Vor 21 Jahren, an Christi Himmelfahrt 1998, fand in unserem Zendo das erste Sesshin statt. Es wurde geleitet von Pfarrer Wilfried Höfermann († 2007), dem ersten der von P. Johannes ernannten Zenlehrer. P. Johannes selbst lag im Krankenhaus.

Ohne ihn, P. Johannes, an den wir in dieser Woche an seinem Todestag († 22.6.16) erinnern, gäbe es diesen Raum nicht – ein ehemaliges Schwimmbad für Priesteramtskandidaten (zu bestimmten Zeiten geöffnet auch für „andere Menschen“!).
Als P. Johannes erfuhr, man wolle das Bad schließen und abreißen, hatte er die Vision eines “Bades der Stille”. Zusammen mit dem Freundeskreis und dem Bistum, in geduldiger Kleinarbeit, bekam die Vision Füße.

Ein neuer Raum entstand, ein Zuhause für das Programm „Leben aus der Mitte / Zen-Kontemplation“.
Kurz vor der Einweihung sagte P. Johannes, er wünsche sich, dass der Raum nicht ganz fertig gebaut werde, dass immer noch etwas unvollendet bleibe, zum Weiterbauen – als Schutz vor Routine. Und es ist wahr: Seitdem bauen alle, die zum Sitzen kommen, mit an der Atmosphäre, welche den Eintretenden spürbar entgegenkommt und sie einnimmt.

Der Raum atmet das Stille-Werden von Menschen, die darin ihren inneren Raum entdecken. „Lasst euch als lebendige Steine zu einem geistigen Haus aufbauen“, heißt es im ersten Petrusbrief des Neuen Testamentes. Diese Aufforderung zielt auf das eigentlich Menschliche und ist gerichtet an alle, die sich ansprechen lassen.
So steht unser Zendo als Teil eines diözesanen Bildungshauses und inmitten des dicht bevölkerten Ruhrpotts offen für viele Suchende. Und das ist gut so. Das Geschenk der Stille will sich mitteilen, will anstecken. Jede Erfahrung des Einsseins will im Dienst an den Menschen sich erden.

Auch in Rom – dort fand zu Pfingsten wieder ein Sesshin statt – lebt unsere Gruppe mit ganz speziellen Räumen. Fast bei allen Teilnehmern dort fing es damit an, dass sie den Weg in die Buchhandlung von Eduardo fanden.

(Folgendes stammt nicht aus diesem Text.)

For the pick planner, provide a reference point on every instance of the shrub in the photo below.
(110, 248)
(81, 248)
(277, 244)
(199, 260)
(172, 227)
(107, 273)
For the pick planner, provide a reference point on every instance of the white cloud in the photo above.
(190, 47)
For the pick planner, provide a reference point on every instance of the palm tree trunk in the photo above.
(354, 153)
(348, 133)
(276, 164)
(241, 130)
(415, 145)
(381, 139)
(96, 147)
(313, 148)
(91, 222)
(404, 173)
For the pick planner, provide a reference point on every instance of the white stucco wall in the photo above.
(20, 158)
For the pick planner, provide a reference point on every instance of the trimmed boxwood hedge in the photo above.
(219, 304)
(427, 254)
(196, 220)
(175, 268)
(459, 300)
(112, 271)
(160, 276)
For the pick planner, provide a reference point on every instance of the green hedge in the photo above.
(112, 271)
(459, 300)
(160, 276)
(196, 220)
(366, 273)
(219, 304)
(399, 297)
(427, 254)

Mitten im historischen Zentrum der Stadt, auf engstem Raum, unendlich viele Bücher zu allen Themen von Spiritualität, Religionen, Mensch-Sein. Edoardo weiß, unter welchem Stapel was zu finden ist, er berät, und wenn er ein entsprechendes Interesse wahrnimmt, lädt er ein, zum Sitzen vorbeizukommen. Dies geschieht zweimal in der Woche in der Krypta einer Kirche, deren Pfarrer ein großes Herz für die „Armen der Stadt“ hat. So werden Meditierende auch regelmäßig zu Helfern, wenn es darum geht, Butterbrote zu belegen oder wieder einmal, in demselben Raum, ein Sonntagsmenü aufzutischen für Obdachlose und Bettler.

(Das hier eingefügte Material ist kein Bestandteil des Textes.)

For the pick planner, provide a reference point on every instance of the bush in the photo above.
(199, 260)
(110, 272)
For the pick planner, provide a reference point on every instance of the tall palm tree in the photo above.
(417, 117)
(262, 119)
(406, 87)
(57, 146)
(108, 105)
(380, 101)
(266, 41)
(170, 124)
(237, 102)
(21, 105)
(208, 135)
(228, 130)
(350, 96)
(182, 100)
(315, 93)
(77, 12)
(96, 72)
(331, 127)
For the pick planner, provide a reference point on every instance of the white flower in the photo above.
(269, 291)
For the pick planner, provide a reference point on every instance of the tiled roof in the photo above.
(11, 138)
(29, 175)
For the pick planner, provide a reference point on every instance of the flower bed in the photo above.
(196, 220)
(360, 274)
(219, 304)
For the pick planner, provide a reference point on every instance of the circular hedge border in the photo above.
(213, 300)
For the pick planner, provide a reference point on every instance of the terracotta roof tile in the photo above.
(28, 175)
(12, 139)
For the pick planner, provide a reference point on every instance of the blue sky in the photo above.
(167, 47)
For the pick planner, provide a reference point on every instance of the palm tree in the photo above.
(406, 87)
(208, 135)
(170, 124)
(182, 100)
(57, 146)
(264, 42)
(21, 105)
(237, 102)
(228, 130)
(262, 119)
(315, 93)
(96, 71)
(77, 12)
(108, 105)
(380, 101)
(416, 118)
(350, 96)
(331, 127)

Räume wollen offen sein und einladen. Sie sind Ermöglichungs-Orte, machen Mut zum Aufbruch und heißen den Heimkehrer willkommen.
Sie dienen der offenen Weite, zu der hin der Mensch unterwegs ist.
Zen, das lange nur im geschlossenen Raum des Klosters praktiziert wurde, ist hinausgegangen – mitten unter die Menschen. Daran hat die japanische Sanbo-Zen-Schule, in der unser Programm wurzelt, maßgeblichen Anteil.
Auf diese Weise sind viele neue Zendos entstanden, auch an „Anders-Orten“ wie z.B. in Gefängnissen und Krankenhäusern – und nicht zuletzt: genau dort, wo Sie, die Sie dies gerade lesen, Ihren Sitzplatz haben, sei es im Alltag oder im sommerlichen Urlaub. Vielleicht finden Sie ja gerade an diesem Ort jemanden, der mit Ihnen sitzt.
Halten wir unsere Räume offen! 

P. Paul

Fotos: Rainer Schmidt

Ver-Geben

Wir begleiten Sie in die Stille – heißt es auf unserer Homepage, die im Laufe dieses Jahres ein neues Gewand bekommen soll. Viele Menschen haben Angst vor der Stille, dem Nicht-Lauten; vielleicht, weil sie intuitiv wissen, dass sie darin mit Altlasten des Lebens, mit Ressentiments, Vorwürfen, Anklagen und Verletzungen konfrontiert werden. All dies lässt sich ja nicht einfach „weg-schweigen“.

Gleichzeitig gilt: Wir sind dem gegenüber nicht machtlos! Es ist wie mit körperlichen Schmerzen. Ich brauche den Mut, mich ihnen liebevoll zuzuwenden und, das ist in der Stille eine wunderbare Möglichkeit, hinein zu atmen. Oftmals verändert sich dadurch schon etwas: Auch wenn vielleicht der Schmerz nicht weg ist, verliert er seinen aggressiven, mir entgegen stehenden und damit „störenden“ Charakter. Der Atem ist eine Kraft, ist Balsam, ist Veränderungs-Potential. Es ist gut, sich dies einmal wieder neu in Erinnerung zu rufen, gerade jetzt im Vorfeld von Pfingsten, der Feier des Atem-Geistes Gottes in uns.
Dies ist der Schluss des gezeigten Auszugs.